Scènes algériennes

Publié le 10 décembre 2007 Lecture : 2 minutes.

Me voici à Alger, étonnante capitale en pente, à l’occasion de la visite de Nicolas Sarkozy. Un voyage au Sud, toujours fort, émouvant, « bousculant ».
Il y a d’abord le pays lui-même, l’Algérie. Rude, comme rocailleuse, l’âme à vif. Blessée de tant de guerres. L’Algérie, fière, excessive, nationaliste, sans complexe, enthousiasmante et déprimante à la fois. L’Algérie, paradoxale, avec cet État devenu si riche et cette nation demeurée si pauvre.
Il y a, au-delà d’Alger, cette visite à Constantine, ville belle et triste à la fois. Il y a l’université de Mentouri, comme un reflet de l’algérianité d’aujourd’hui, orgueilleusement posée sur son rocher, conçue par le célèbre architecte Oscar Niemeyer (en 1971), aujourd’hui délabrée, fissurée, vieillie, et tout de même extraordinairement vivante avec ses 70 000 étudiants. On croise ces jeunes femmes nombreuses, souriantes mais dont l’immense majorité porte le voile. On toise ces garçons un brin provocateurs, visiblement tenaillés par les questions d’identité et de foi, railleurs de cette France à leurs yeux si méprisante. Et pourtant, beaucoup rêvent du visa, du voyage qui les éloignerait de diplômes inutiles, ou presque. Il y a cette marche dans Constantine et cette absence stupéfiante de commerces, de publicités, de boutiques, de supérettes, d’entreprises, d’une vie économique privée, et cette sensation, que, du coup, tout est possible, tout est à faire, que les meilleures années sont devant soi.

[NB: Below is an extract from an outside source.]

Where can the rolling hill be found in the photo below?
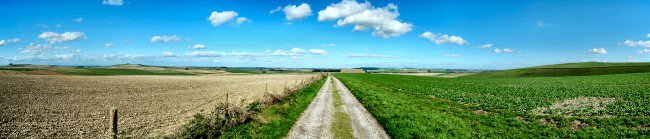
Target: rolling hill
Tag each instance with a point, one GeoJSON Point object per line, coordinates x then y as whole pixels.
{"type": "Point", "coordinates": [567, 69]}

Il y a cette Algérie que l’on sent lentement émergente, le regard tourné vers demain, et cette Algérie en colère, tenaillée par son passé, obsédée par ses fantômes. Au Sud, le colonialisme, l’asservissement, l’exploitation sont restés comme des blessures à l’âme qui transcendent le temps, se transmettent des grands-pères aux pères et aux petits-fils. Un traumatisme collectif profond qui définit l’identité commune. La France et les « Blancs » d’une manière générale ne comprennent pas ou font semblant de ne pas comprendre. Pour eux, l’empire colonial, c’est de l’histoire lointaine. Consternant alors, que cette exigence algérienne se brouille par l’inacceptable violence des commentaires de certains, par les attaques personnelles et l’antisémitisme écurant d’autres.
Au-dessus de ce volcan à peine endormi, il y a Abdelaziz Bouteflika, président que l’on dit vieux, silhouette fragile au regard bleu, et qui pourtant semble contrôler de sa main toute la démesure et la violence possible de sa nation.
Il y a Nicolas Sarkozy, enfin. Un personnage, vraiment, en le regardant de près. Énergique, nerveux, « à fond », sûr de ses certitudes, décomplexé, ambitieux, colérique ou chaleureux, agressif ou séducteur, ou tout en même temps. Entouré d’une cohorte de conseillers dévoués corps et âme, et de ministres silencieux. Les Algériens ne l’aiment pas. Mais voilà un président qui, dans son genre, en aura dit plus sur la culpabilité du système colonial que tous ses prédécesseurs réunis. Et qui aura fait beaucoup plus que les autres pour relancer la relation franco-algérienne. Et dont l’idée d’une Union méditerranéenne, bien que fortement improbable, porte la marque d’une certaine audace.